For base $\beta$, write $b=uB$ with $B$ the greates divisor of $b$ prime with $\beta$. Let $m$ be the smallest power of $\beta$ such that $u\mid \beta^m$ and $n$ be the order of $\beta$ modulo $B$. Then the base $\beta$ expansion of $\frac ab$ contains $m$ non-recurring and $n$ recurring digits.

Let $a,b$ be positive integers, $\gcd(a,b)=1$, $\beta$ be a base $\beta\geq 2$.

If $b$ divides a power of $\beta$, then $\frac ab$ has terminatig $\beta$-expansion. More precilsey, if $\beta^m=ub$ then $$\frac ab=\frac{au}{\beta^m}=q+\frac r{\beta^m}$$ with non-negative integers $r,q$, $r<\beta^m$ and $\frac r{\beta^m}$ has $\beta$-expansion with at most $m$ digits. If $m$ is the small power, then $\frac r{\beta^m}$ has $\beta$-expansion with exactly $m$ digits.

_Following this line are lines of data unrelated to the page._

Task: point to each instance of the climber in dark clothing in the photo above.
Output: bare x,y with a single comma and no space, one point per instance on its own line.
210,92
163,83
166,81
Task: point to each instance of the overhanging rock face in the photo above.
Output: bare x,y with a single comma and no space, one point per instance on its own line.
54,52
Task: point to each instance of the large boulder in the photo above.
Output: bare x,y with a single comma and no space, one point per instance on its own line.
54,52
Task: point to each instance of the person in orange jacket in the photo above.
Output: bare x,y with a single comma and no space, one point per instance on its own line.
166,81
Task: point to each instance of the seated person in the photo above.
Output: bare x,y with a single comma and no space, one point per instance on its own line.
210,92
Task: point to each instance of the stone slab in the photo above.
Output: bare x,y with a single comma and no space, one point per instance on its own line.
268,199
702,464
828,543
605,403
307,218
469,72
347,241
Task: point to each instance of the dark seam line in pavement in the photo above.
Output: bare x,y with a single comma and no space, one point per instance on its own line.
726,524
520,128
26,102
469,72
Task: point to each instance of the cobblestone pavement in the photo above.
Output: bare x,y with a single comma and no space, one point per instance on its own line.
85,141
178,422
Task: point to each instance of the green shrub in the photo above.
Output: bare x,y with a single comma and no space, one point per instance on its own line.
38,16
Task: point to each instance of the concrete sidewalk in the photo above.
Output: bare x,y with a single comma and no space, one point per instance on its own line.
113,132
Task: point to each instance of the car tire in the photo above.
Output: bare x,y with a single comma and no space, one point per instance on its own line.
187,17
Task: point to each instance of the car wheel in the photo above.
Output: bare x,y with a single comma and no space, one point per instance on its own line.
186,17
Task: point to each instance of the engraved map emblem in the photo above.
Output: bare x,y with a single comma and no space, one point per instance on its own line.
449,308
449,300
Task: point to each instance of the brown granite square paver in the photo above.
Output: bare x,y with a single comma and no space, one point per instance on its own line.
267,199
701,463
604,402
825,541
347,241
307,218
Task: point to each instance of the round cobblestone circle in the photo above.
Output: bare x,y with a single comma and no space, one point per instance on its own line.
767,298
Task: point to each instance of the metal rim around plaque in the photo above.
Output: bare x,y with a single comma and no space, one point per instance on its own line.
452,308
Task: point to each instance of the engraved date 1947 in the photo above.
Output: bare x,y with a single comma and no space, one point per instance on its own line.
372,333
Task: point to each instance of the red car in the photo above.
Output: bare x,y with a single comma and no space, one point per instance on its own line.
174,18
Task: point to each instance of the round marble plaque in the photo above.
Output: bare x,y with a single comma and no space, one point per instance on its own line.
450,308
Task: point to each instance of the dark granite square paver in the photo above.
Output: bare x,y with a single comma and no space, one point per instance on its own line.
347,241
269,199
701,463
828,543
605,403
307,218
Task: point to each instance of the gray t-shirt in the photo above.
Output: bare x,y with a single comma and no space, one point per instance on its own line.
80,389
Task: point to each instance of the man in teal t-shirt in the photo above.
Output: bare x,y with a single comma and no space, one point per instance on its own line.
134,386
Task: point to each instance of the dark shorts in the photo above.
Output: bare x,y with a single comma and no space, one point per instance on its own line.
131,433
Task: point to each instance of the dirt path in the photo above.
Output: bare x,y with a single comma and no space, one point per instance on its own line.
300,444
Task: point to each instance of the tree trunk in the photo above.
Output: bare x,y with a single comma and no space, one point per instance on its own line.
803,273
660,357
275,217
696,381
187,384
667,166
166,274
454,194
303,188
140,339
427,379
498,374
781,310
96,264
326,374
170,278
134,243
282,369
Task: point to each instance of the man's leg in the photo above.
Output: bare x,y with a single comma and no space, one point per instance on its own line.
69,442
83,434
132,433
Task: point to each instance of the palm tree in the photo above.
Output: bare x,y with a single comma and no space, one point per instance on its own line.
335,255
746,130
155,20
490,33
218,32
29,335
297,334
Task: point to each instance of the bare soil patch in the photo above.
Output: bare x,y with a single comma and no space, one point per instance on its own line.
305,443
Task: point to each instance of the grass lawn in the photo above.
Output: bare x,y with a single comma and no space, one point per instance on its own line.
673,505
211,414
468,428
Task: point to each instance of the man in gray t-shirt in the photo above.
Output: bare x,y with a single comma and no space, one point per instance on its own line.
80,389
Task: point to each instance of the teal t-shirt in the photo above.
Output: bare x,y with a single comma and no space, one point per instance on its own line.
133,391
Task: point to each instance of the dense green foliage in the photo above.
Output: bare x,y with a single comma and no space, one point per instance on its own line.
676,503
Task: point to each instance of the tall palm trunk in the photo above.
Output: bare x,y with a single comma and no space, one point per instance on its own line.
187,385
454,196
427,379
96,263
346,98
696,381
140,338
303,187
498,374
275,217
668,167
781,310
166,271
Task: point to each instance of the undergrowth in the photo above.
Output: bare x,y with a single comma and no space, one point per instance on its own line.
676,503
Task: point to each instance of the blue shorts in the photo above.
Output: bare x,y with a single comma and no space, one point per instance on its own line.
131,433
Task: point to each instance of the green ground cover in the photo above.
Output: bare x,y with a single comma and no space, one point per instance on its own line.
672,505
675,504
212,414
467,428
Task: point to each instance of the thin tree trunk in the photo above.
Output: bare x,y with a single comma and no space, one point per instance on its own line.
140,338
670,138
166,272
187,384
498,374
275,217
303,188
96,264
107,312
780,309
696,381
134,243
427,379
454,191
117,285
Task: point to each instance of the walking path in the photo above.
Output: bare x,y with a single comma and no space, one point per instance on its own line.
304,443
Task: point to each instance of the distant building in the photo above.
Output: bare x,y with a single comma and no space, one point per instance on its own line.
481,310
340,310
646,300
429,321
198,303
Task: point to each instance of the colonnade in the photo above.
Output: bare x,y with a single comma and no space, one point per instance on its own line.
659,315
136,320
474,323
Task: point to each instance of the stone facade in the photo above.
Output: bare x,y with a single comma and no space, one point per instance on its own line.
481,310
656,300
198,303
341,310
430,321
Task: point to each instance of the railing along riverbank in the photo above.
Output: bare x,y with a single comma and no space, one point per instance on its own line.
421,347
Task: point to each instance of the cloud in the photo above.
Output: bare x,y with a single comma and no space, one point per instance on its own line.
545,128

Now let $B>1$ the greatest divisor of $b$ prime with $\beta$ and let $b=uB$. Then $u$ divides a power of $\beta$, say $\beta^m=uv$. Let $n$ be the order of $\beta$ modulo $B$ so that $\beta^n-1=wB$. Then $$\frac ab=\frac{avw}{\beta^m(\beta^n-1)}$$ Consider $$\frac{avw}{\beta^n-1}=q+\frac r{\beta^n-1}$$ with $q,r$ non-negative integers and $r<\beta^n-1$. Then $\frac r{\beta^n-1}$ has recurring $\beta$-expansion with $n$ digits. For $r=\sum_{i=1}^n d_i\beta^{n-i}$ with digits $d_i$ (that's $0\leq d_i<\beta$), hence \begin{align*} \frac r{\beta^n-1} &=\frac 1{\beta^n-1}\sum_{i=1}^n d_i\beta^{n-i}\\ &=\frac 1{1-\beta^{-n}}\sum_{i=1}^n d_i\beta^{-i}\\ &=\sum_{j=0}^{+\infty}\beta^{-jn}\sum_{i=1}^n d_i\beta^{-i}\\ &=\sum_{j=0}^{+\infty}\sum_{i=1}^n d_i\beta^{-i-jn} \end{align*} which gives the required recuring $\beta$-expansion. The division by $\beta^m$ gives $m$ non-reccuring digits, thus proving our assertion.